Fortunately, there are tools available to help wannabe paranormal investigators banish these demons: data center administrative systems, specialty workload management software and cloud management tools.

IT administrators have access to data center management tools, such as data center infrastructure management (DCIM) programs that identify applications, and track and report resource demand and utilization for assigned resources. This data can be used to find servers and virtual machines with either low or no resource utilization or activity. Reports can be generated to list candidates for shutdown or consolidation. Many cloud providers such as Amazon Web Services, Google Cloud and Microsoft Azure offer this functionality for free in cloud management portals.
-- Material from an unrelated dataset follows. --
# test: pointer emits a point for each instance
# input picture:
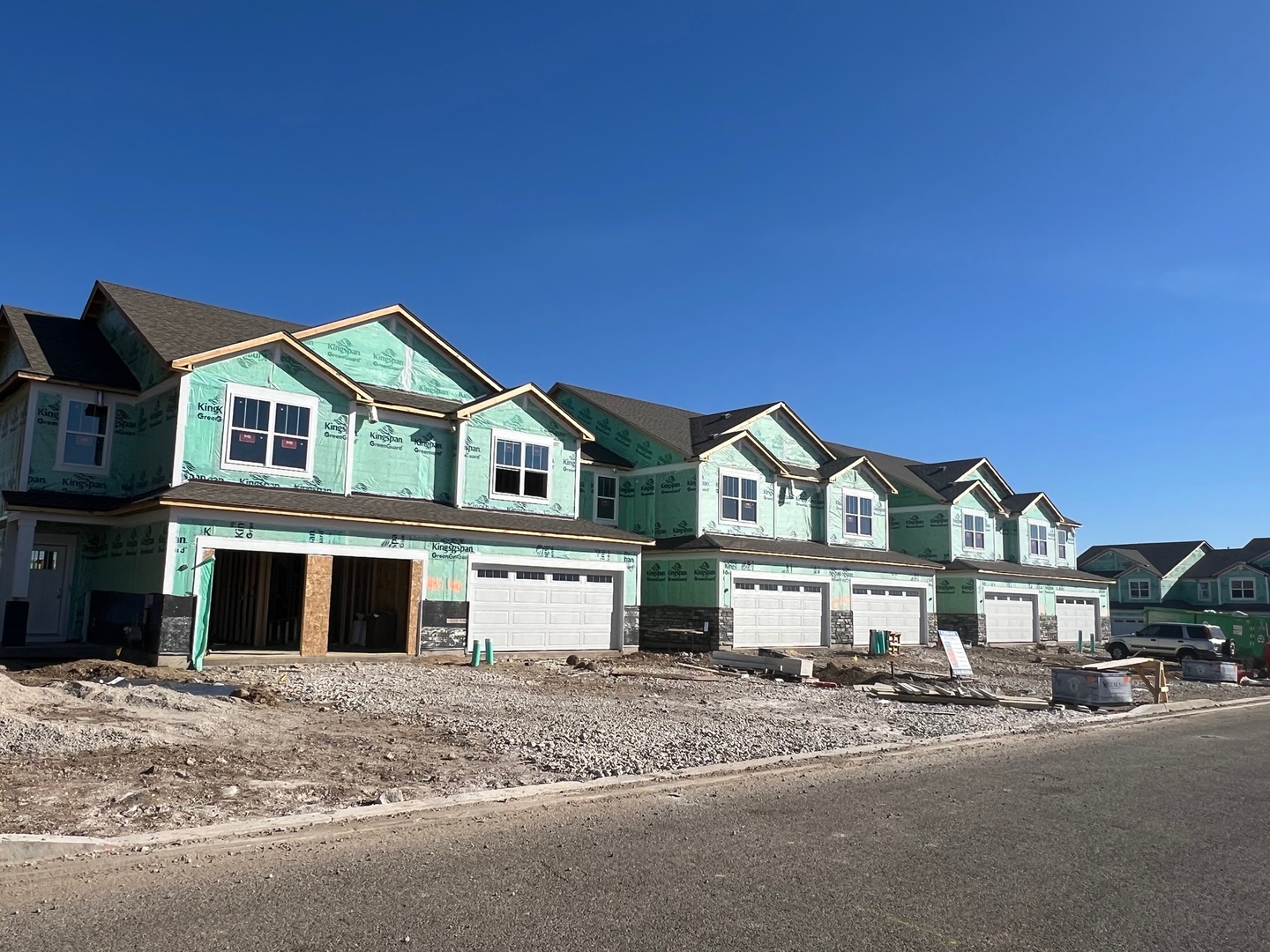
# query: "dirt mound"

Software tools are also available to identify these vampires, zombies and ghosts. Products such as Densify, Granulate, Turbonomic Application Resource Management, TSO Logic and others scan physical servers and applications placed in the public cloud. They assess central processing unit (CPU), memory and application service levels, recommending or implementing resource adjustments to maximize operational efficiency, and minimize energy and resource use. Where an application or piece of IT equipment is not being used, they are slated for shutdown and removal. This can be done automatically or verified and initiated by a system administrator. Where resources are over or underutilized, application placements are adjusted to optimize their deployment so as to minimize resource use and improve resiliency and reliability.

Many spirits can be banished before they appear if the IT manager enforces a process to register, deploy and manage IT equipment and applications. This process is augmented and improved using a software monitoring tool. Properly executed, the process enables tracking and management of all equipment and applications to prevent the appearance of vampires, zombies and ghosts.

This is particularly important when users of the IT environment can conjure up an application or bare metal server from the public cloud in a matter of minutes. Easy launching and deployment, meant to simplify and improve the user’s experience, also feeds the system administrator’s worst nightmare of uncontrolled spirits wandering across their environments.

Controlling these spirits is an important aspect of a sustainability strategy. Eliminating wasted work and equipment reduces energy use and increases delivered work per watt of consumed energy. It is hauntingly beautiful to behold.